Baby Bottles
Photo credit: Baby Bottle Museum
Roman mothers used hollow horns to feed their babies, and baby bottles were nothing new in Victorian times.[2] What was new was a special glass bottle fitted with rubber tubing and a teat. The idea was the infant sucked on the rubber tube, like sucking cola through a straw.
These bottles were backed by a popular marketing campaign and given names such as “The Little Cherub” or “The Princess.” Mothers loved how an infant could feed themselves; it was a source of great pride. These feeding bottles became the go-to accessory for the modern Victorian mother—but with deadly consequences.
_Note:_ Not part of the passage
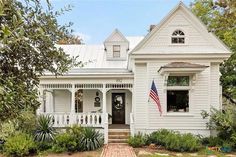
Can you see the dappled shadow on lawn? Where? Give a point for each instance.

There was a basic design flaw: The rubber tubing was set into the glass and nearly impossible to clean. Inside the bottle, warm milk made it the perfect breeding ground for bacteria. The advice given by Mrs. Beeton, the household guru of the day, didn’t help. Writing in 1861, she declared it wasn’t necessary to wash the bottles for two to three weeks.
The result was babies drinking a soup of bacteria, often with fatal consequences. Indeed, the bottles soon gained another name: “murder bottles.” This, along with the condemnation of doctors, should have stopped their use. But it didn’t. Sadly, many mothers were taken in by advertising and continued using them regardless.
It seems to me that the smell of sour milk remaining in the bottle would have been enough of a signal to the mothers to clean the bottles, no matter how hard it must have been. Not enough common sense, I guess.
Coffee inside once again. The rain just keeps on coming!